Habilement confondue avec la "civilité", la « Citoyenneté » détient le triste record du concept le plus galvaudé, récupéré, mis à toutes les sauces, pour justifier la soumission à la domination. On a aujourd’hui des entreprises « citoyennes » parce qu’elles consentent magnanimement et contre exonération de cotisations sociales, à exploiter un CES et deux RMA de plus ! On entend ainsi couramment proférée cette définition étrangement judiciaire, (voire policière) : « le citoyen est celui qui a des droits et des devoirs » - (on comprend surtout qu’il a des « devoirs ») - et l’on repense à cette phrase du philosophe Jankélévitch : « Je serai toujours le gardien de tes droits, jamais le flic de tes devoirs ». Quant à ses droits, il ne manquerait plus qu’il en revendique l’usage ! La citoyenneté est fort habilement confondue aujourd’hui avec la civilité, (voire le civisme). Serait alors citoyen celui qui se tiendrait bien. Celui qui ferait du sport ou de la musique au lieu de brûler des voitures, bref, celui qui accepterait sans broncher – et autant dire « sportivement » sa condition de sans-avenir, de sans-emploi, de sans-espoir, de sans-argent…sa condition d’exploité, de dominé, d’aliéné, sans faire d’histoires, sans se rebeller. Quelqu’un qui jouerait le jeu, qui serait beau joueur et bon perdant. C’est ainsi par exemple que l’éducation Nationale publie des « chartes de la citoyenneté à l’école » qu ne sont que des listes interminables d’interdits et de sanctions, des règlements intérieurs raffinés sans autre contrepartie que l’arbitraire des enseignants et le droit de se taire.
Rectifions les choses : « Est citoyen celui dont la volonté produit du droit » ! Qu’on lise et relise cette définition à haute voix jusqu’à la comprendre. Une société de droit ne progresse que par extension du droit, par la conquête, toujours, de nouveaux droits (pour les femmes, pour les pauvres, pour les jeunes, pour les étrangers, pour les faibles…) vers toujours plus d’égalité. Or « le droit n’advient pas par le moyen du droit ». Aucun patronat n’a jamais de sa propre initiative, accordé de nouveaux congés payés. Tout nouveau droit a toujours été arraché par la force, par le combat, souvent par l’illégalité (avortement). Il est alors facile de comprendre que le citoyen n’est pas celui qui joue au hand-ball ou qui accepte de faire du rap à la MJC. Celui-ci est sur la voie de la civilité (respect de l’ordre et de la paix sociale) mais pas encore sur la voie de la citoyenneté, concept politique.
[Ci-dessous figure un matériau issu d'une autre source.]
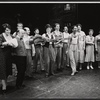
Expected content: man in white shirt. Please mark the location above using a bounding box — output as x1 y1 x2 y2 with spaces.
63 26 69 68
53 23 63 71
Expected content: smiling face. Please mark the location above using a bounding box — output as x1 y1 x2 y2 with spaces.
46 27 52 33
18 29 25 38
73 26 77 32
64 26 68 32
89 29 93 36
5 28 11 35
17 23 23 30
77 25 82 31
24 27 30 35
34 29 39 34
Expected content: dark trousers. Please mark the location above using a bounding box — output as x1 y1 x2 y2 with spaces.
44 45 56 75
16 56 26 86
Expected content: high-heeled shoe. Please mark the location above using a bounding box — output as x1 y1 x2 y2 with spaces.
90 66 94 69
2 90 6 95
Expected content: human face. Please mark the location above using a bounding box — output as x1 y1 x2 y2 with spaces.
26 28 30 35
73 26 77 32
19 29 25 38
35 29 39 34
5 28 11 35
17 24 23 29
46 27 51 33
55 24 60 31
64 26 68 32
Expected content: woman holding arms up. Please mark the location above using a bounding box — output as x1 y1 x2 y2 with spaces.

On ne connaît toujours qu’une seule voie d’accès à la citoyenneté : la participation au conflit social. Amener un jeune à devenir citoyen, c'est-à-dire sujet politique, c’est l’amener à participer au conflit social, à en comprendre le sens, à y prendre position. L’amener à taire sa révolte, c’est le contraire d’un chemin vers la citoyenneté. Les associations d’animation socioculturelle devraient y réfléchir à deux fois.
Exercice de traduction :
Dans le cadre de la politique de la ville, le ministère de la culture encourage
la création citoyenne des jeunes.
Dans le cadre du contrôle social, l’administration des beaux-arts finance
les petits rebelles qui acceptent de manifester leur intégration à l’ordre
établi par le ralliement aux simagrées esthétiques de la société libérale.